Tragic Love
This rich, lyrical, but problematic video installation by British artist Isaac Julien is the final piece in a trilogy exploring issues of migration.
It claims as its subject the tragedy of impoverished Africans risking the treacherous 100-mile crossing to Sicily from West Africa on small fishing boats, though it is dealt with in mythopoeic fashion. In the first gallery, the viewer is confronted by a screen hanging at a diagonal, on both sides of which is projected a slowly panning shot of a decrepit vessel marooned on a Mediterranean shore.

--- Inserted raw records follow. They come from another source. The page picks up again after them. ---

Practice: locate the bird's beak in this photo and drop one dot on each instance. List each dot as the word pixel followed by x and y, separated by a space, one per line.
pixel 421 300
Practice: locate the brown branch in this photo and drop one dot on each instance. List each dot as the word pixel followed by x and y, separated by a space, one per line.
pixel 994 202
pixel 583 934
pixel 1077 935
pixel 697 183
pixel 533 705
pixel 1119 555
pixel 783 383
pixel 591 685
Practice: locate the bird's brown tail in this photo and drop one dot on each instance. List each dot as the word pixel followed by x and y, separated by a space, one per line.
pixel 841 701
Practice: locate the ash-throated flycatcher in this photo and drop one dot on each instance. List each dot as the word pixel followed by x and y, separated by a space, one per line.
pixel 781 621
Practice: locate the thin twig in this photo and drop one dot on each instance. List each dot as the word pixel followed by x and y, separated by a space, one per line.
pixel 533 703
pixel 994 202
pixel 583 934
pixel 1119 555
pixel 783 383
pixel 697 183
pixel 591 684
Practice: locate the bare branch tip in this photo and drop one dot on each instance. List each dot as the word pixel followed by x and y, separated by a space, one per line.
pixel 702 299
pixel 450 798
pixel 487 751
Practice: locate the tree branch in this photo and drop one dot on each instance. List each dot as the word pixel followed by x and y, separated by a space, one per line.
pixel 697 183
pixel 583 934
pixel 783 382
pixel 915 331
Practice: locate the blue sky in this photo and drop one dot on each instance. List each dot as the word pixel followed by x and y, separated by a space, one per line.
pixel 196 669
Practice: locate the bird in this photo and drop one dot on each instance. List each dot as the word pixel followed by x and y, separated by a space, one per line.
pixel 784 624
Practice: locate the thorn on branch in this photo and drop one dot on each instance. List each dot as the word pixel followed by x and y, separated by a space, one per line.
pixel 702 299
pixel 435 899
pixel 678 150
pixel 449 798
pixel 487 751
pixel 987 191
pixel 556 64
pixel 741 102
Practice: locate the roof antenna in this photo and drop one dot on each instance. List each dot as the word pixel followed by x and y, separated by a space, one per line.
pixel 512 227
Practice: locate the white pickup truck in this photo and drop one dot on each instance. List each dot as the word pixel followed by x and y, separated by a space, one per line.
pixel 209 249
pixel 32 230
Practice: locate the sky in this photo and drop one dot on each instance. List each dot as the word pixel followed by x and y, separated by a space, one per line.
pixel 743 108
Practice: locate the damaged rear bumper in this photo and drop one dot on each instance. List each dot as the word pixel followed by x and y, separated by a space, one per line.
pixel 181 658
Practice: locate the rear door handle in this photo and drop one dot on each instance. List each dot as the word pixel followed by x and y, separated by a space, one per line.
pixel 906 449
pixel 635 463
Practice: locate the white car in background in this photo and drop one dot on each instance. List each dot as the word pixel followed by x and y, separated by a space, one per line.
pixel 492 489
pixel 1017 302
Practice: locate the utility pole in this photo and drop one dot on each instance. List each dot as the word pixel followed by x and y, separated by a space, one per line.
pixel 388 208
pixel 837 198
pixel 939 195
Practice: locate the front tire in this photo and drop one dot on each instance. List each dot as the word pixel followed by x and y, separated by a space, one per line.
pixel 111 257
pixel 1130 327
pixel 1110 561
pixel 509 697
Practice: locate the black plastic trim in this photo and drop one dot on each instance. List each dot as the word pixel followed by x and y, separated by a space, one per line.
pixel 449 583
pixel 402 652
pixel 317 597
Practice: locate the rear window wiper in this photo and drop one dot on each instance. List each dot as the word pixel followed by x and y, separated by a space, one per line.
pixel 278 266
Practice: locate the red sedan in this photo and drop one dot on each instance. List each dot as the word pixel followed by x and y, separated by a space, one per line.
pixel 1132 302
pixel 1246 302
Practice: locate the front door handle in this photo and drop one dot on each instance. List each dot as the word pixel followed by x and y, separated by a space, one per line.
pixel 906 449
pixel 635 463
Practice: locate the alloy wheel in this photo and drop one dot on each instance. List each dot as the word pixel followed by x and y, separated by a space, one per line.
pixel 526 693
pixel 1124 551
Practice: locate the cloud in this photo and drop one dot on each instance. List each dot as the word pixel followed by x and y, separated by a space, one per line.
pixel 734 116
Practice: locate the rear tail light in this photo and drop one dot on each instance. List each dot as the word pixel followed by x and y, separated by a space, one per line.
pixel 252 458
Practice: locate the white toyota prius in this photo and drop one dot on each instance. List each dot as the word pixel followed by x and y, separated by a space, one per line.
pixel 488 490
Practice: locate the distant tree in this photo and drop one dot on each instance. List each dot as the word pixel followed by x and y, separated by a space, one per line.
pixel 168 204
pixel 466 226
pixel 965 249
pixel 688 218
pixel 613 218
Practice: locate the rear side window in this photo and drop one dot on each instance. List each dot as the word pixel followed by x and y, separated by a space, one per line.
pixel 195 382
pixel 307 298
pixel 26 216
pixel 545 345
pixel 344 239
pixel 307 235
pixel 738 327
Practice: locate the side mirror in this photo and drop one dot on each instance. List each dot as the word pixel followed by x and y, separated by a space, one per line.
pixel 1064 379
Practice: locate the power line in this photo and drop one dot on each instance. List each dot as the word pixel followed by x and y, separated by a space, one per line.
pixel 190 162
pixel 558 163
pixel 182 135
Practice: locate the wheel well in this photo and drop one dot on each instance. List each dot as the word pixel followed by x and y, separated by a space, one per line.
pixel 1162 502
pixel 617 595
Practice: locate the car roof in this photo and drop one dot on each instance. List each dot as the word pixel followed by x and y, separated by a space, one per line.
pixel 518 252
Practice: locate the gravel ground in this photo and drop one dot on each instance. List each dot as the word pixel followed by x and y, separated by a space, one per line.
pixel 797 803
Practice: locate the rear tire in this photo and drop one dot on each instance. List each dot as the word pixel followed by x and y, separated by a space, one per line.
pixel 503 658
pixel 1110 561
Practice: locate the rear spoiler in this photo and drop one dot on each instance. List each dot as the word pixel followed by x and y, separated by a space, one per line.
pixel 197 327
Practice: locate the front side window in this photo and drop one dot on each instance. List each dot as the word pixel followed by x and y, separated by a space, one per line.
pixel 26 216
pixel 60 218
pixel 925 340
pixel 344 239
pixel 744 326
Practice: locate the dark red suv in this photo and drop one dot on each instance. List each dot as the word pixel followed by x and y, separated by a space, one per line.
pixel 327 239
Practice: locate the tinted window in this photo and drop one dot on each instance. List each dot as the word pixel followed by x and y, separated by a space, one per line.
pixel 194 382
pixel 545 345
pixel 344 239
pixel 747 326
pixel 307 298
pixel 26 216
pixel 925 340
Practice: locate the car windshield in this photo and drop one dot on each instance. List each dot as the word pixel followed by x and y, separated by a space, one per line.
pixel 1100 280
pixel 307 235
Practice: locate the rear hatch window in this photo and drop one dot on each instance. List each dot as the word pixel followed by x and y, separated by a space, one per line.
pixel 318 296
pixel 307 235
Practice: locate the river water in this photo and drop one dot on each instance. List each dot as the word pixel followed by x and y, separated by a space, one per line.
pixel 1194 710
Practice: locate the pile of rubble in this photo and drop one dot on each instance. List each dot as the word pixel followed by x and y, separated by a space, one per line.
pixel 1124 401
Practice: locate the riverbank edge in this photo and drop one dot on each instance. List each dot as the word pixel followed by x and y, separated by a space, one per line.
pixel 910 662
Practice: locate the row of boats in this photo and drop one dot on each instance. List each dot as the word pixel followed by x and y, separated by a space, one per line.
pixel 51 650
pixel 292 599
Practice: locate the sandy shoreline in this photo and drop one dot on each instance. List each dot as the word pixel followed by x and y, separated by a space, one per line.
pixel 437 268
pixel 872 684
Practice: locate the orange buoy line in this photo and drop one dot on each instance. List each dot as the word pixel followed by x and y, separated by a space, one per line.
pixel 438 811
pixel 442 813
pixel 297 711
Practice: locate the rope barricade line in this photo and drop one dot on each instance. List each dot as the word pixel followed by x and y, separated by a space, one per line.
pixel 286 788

In the next space, the crux of the exhibition, a film plays on three screens arranged in the corner of the room. This juxtaposes scenes of beautiful women — one black, one white — wandering around the Palazzo Gangi (familiar from Luchino Visconti's classic movie, "The Leopard"), balletic enactments of death throes by drowning, shots of despondent Africans adrift at sea, and scenes of a poor African village. Minor-key African music provides a suitably somber, elegiac sound track.
Like much of his work, Mr. Julien's film exhibits profound feeling, an impeccable sense of timing, and a sumptuous palette. Incidents segue with great finesse from screen to screen, with suggestive contrasts of scale, color, and locale.
But ultimately, there is a little too much craft for so harrowing a subject. The migrations have been dubbed the "Sicilian Holocaust." The use of all-too artfully choreographed dancers and locations worthy of tourist boards seems dubious, although the intention of universalizing a current event, of making a timeless, classical memorial for these poor people, is laudable.
Until November 17 (519 W. 24th St., between Tenth and Eleventh avenues, 212-206-7100).